Tenho procurado muitas referências para a minha escrita. Uma escrita que se nega a entrar por um caminho do mainstream de autoajuda ou de narrativas de consenso. Desejo uma escrita autoral que retrate os dilemas, a trajetória e a revolução de ser uma mulher brasileira com o propósito de ocupar tudo que lhe é negado pelo sistema. Minha matéria prima são minhas vivências e como elas escancaram, chocam, criam incômodos. Tudo por unicamente eu buscar viver o que a subjetividade do racismo exclui: humanização e bem viver.
Uma das referências que encontrei foi Edouard Louis, considerado o enfant terrible que transita entre a autobiografia e o ensaio. E tem uma frase que amei dele: “Não se deve ver o que escrevo como a história do nascimento de um escritor, mas do nascimento de uma liberdade, da ruptura a qualquer preço, com um passado detestado.” Edourd é da linhagem da literatura francesa, que nascidos em classes populares, fazem da mobilidade social uma narrativa coletiva de politização e até mesmo de vingança trazendo seus recortes entre as feministas, os autores LGBTQI+ e autores negros imigrantes. Admiradores de Annie Ernaux.
E nesta busca da minha escrita tive um insight após voltar de viagem, de escrever para vocês sobre os acessos proibidos pelo racismo no Brasil. E o primeiro deles é o amor. O amor em todas as suas dimensões. Pois os discursos de ódio se avolumam frente a um contexto apocalíptico de revelações, no meio desta transição planetária.
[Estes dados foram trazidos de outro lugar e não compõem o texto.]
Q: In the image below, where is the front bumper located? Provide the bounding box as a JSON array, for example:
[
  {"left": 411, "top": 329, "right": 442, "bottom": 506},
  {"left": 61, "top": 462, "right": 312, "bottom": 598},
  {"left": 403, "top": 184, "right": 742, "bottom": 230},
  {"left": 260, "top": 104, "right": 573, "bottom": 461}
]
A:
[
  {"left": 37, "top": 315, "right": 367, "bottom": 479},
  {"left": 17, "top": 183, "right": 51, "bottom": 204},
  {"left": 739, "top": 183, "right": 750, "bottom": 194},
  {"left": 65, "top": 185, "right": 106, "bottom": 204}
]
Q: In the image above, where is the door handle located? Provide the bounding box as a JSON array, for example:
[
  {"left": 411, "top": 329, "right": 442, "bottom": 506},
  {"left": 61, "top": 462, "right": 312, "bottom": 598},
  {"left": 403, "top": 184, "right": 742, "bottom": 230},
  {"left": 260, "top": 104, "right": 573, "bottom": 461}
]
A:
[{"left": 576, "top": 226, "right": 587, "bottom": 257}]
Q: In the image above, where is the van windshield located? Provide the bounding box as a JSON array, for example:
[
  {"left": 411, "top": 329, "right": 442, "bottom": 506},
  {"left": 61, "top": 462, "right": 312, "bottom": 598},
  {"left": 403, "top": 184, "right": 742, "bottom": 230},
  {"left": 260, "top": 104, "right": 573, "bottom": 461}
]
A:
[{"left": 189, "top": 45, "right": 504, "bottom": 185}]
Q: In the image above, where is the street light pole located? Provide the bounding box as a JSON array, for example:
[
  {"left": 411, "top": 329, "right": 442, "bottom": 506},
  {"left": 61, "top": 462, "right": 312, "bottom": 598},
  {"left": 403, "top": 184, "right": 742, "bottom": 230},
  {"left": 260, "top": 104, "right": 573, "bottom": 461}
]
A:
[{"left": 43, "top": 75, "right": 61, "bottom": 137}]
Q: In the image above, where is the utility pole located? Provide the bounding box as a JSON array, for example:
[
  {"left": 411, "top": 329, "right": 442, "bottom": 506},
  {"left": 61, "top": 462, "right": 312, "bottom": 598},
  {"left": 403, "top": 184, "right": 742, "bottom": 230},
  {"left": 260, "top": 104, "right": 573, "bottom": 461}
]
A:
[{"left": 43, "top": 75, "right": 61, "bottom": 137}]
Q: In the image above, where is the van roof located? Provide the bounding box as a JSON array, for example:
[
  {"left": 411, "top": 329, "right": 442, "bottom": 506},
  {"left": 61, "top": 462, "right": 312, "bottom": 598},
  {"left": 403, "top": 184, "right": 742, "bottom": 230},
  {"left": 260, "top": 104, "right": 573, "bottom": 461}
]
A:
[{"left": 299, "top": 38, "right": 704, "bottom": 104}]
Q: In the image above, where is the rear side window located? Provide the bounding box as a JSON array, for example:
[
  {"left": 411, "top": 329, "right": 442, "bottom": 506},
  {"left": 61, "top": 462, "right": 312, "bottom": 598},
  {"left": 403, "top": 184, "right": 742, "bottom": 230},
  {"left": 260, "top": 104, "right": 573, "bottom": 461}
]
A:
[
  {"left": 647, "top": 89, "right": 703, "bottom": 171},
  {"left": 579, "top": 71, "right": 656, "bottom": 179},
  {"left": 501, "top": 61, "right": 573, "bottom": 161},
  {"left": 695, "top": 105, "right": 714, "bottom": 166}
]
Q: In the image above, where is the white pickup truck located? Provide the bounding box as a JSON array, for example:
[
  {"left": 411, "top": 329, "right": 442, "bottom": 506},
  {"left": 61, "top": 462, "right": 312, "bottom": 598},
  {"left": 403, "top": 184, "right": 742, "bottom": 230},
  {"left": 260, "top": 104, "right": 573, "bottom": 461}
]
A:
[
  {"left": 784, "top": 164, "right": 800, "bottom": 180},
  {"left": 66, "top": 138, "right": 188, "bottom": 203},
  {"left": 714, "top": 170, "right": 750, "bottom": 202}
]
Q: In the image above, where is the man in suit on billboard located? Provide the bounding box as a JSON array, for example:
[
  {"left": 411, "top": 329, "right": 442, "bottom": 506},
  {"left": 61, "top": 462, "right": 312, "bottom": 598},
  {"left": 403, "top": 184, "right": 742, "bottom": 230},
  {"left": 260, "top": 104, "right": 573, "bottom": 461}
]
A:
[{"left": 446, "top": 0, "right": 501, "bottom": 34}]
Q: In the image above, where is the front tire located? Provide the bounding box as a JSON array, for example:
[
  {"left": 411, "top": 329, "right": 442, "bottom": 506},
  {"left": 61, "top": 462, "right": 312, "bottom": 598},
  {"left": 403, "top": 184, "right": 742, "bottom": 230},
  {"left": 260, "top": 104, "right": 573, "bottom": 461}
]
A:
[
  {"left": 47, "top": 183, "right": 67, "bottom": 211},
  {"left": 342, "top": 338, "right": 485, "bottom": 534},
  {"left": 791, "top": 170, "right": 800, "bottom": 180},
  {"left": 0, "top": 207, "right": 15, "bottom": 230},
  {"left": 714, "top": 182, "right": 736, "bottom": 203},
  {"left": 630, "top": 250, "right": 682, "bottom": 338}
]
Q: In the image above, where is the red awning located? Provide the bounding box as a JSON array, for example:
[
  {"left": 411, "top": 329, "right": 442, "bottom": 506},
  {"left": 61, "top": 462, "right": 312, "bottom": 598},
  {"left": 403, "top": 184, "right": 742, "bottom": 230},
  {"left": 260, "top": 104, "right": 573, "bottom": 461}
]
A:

Mas o que quero dizer com isto? A negação do amor é um dos efeitos do racismo. O amor como vivência plena.
Voltei da viagem e não entrei no assunto por aqui. Mas uma das perguntas que mais recebo é: “E como ficou seu amor com o Rana? Como foi o encontro de vocês?” Então vai lá a resposta: foi decepcionante. Envolto em suas crenças culturais e de que não podíamos ter um futuro. Ele ainda me procurou no meu hotel lindo e caro desejando uma noite de sexo. E eu simplesmente disse: este lugar eu não quero pra mim. Este lugar, mesmo que seja de Eros, em meio a minha queda e a minha vulnerabilidade, eu decido que não quero. Eu tenho as rédeas da minha vida. E mesmo contraditório pela minha apologia à liberdade e acreditar em momentos, foi uma recusa a um papel efeito do racismo que fez a razão falar mais alto. Até o sexo para mim é uma afirmação politica. Segui a minha viagem com outro encontro de amor: o amor próprio.
Na volta no avião vim assistindo um filme romântico: “Como eu era antes de você”. E as minhas fichas caíram todas. Com certeza eu não era mais a mesma depois de duas estadas em Paris e cheia de novas vivências. O amor ainda é um lugar de acesso proibido, mas muito mais próximo agora, pois sei como ele é.